Saturday, March 16, 2013

Intuitive Surgical (ISRG)

BUY signal the week of 1.22.13 at $577.82. My first stop was $473.57, so my risk (R)/share was $104.25. Stopped out yesterday at $459.44. The percentage loss on this trade was -20.5%, and the reward-to-risk ratio was -$118.38/$104.25 = -1.14.

History (beginning in 2003):
Winning Trades: 4 | 66.7% | +$130.54/share avg.
Losing Trades: 2 | 33.3% | -$76.64/share avg.
Average Trade: +136.3% | +$61.48/share | Reward-to-Risk (R): +3.52
Compound Annual Growth Rate (CAGR): +19.3% 

You know, I had a feeling this trade might not work, but I didn't think it would go this badly.

Still, every once in a while, trades like this can be a good thing. Not for my trading account of course, but they do serve as a very powerful (and painful) reminder that I need to stick with my 1% risk model.

Invariably, when several of my trades are working pretty well, like Mastercard or LinkedIn, I'll start thinking about taking larger positions using a 3% or 5% risk model. 

And then a trade like this will come along and remind me that outsized gains are not my top priority. Containing losses/preserving capital actually ranks higher for me.

By the way, when I talk about a 1% risk model, I'm not talking about portfolio weighting. It just means that based on my stop, I'm risking 1% of my capital on the trade. So on this particular trade, that gave the position a 5.5% portfolio weight, and the loss of -20.5% means an overall portfolio loss of just -1.1%. Painful for sure, but it doesn't knock me out of the game.

On a side note, I'm adding Compound Annual Growth Rates (CAGR) to my metrics because I think they better represent how this system trades a given stock over time. My holding periods are perhaps longer than other traders/investors, so while it's true that the average ISRG trade is +136.3%, that doesn't factor time into the equation. I wouldn't say it's misleading, I just think there's a better way to describe the actual results of trading stocks in this system. 

So in this particular case, trading ISRG in this system since 2003 has yielded a CAGR of +19.3%.  


  1. I'm risking 1% of my capital on the trade. So on this particular trade, that gave the position a 5.5% portfolio weight. I don't understand the difference. can you give example if you have $100,000 capital. how many shar would you buy if you have 20% stop?
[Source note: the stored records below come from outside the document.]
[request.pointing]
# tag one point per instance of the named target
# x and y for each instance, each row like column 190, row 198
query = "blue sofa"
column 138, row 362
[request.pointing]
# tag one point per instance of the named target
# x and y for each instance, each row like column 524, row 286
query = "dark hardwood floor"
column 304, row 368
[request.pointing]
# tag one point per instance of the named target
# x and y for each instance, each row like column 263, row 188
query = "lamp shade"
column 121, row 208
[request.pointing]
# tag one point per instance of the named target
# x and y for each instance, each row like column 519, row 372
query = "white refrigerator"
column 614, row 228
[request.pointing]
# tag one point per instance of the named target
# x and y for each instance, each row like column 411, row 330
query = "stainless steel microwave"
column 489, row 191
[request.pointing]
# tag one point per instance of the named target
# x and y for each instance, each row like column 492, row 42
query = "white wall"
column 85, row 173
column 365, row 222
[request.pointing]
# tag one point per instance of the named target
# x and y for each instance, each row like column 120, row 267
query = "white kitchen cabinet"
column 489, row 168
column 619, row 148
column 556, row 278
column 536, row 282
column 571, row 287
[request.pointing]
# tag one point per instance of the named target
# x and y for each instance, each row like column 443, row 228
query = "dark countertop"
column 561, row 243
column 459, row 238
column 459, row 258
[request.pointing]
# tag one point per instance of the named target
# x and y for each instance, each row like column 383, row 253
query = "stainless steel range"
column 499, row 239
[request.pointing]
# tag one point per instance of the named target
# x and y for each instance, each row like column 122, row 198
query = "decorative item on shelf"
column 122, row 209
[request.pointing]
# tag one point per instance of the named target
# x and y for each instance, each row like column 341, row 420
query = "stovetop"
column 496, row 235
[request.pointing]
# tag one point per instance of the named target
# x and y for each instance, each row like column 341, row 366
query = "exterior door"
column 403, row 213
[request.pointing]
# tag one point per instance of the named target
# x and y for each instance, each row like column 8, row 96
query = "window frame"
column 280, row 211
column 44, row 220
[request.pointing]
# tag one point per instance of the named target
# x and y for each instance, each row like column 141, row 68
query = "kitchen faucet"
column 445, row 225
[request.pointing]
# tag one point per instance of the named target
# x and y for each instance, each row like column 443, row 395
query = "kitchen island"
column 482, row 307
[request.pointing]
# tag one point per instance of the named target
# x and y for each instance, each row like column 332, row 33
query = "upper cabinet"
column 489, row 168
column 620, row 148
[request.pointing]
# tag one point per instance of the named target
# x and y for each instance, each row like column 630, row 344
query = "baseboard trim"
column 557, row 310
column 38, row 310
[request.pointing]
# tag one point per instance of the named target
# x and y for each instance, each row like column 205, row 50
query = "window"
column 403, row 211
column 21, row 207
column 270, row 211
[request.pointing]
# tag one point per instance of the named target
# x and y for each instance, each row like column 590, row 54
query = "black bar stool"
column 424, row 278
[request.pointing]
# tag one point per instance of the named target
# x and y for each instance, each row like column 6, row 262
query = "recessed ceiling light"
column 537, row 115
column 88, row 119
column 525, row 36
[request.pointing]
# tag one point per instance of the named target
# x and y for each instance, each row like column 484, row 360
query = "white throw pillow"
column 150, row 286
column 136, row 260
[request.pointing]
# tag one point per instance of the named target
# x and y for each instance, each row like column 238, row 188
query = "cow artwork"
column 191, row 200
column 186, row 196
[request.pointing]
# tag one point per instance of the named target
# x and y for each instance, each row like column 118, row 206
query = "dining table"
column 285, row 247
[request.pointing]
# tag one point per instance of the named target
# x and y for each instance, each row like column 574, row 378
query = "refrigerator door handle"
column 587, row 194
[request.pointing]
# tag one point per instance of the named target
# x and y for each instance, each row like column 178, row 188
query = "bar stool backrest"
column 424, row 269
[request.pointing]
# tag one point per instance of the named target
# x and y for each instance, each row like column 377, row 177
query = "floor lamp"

  2. Sure, let's take this step by step:

    1. Our beginning capital is $100,000, and we're willing to risk 1% of that capital on any one trade, so that's $100,000 x 1% or .01 = $1,000
    2. Our initial volatility-based stop for the position is $473.57, which is $104.25 (18%) below the current price
    3. We divide the $1,000 we're willing to risk by our $104.25 stop to get 9.59 shares, which we'll round down to 9 shares
    4. So we buy 9 shares at $577.82, which gives us a total cost of $5,200.38
    5. That means our portfolio weight is $5,200.38 / $100,000 = 5.2%, and our actual risk is 9 x $104.25 = $938.24 / $100,000 = 0.94%
    6. Unfortunately, after less than 2 months we get stopped out at $459.44, so 9 x $459.44 = $4,134.96 is all that's left of the position
    7. To determine our loss, $4,134.96 - $5,200.38 = -$1,065.42, and -$1,065.42 / $100,000 = -1.1%

    For a quick check, -$1,065.42 / $5,200.38 = -20.5%, so it seems like all of the math is right.

    I hope this helps to clarify things.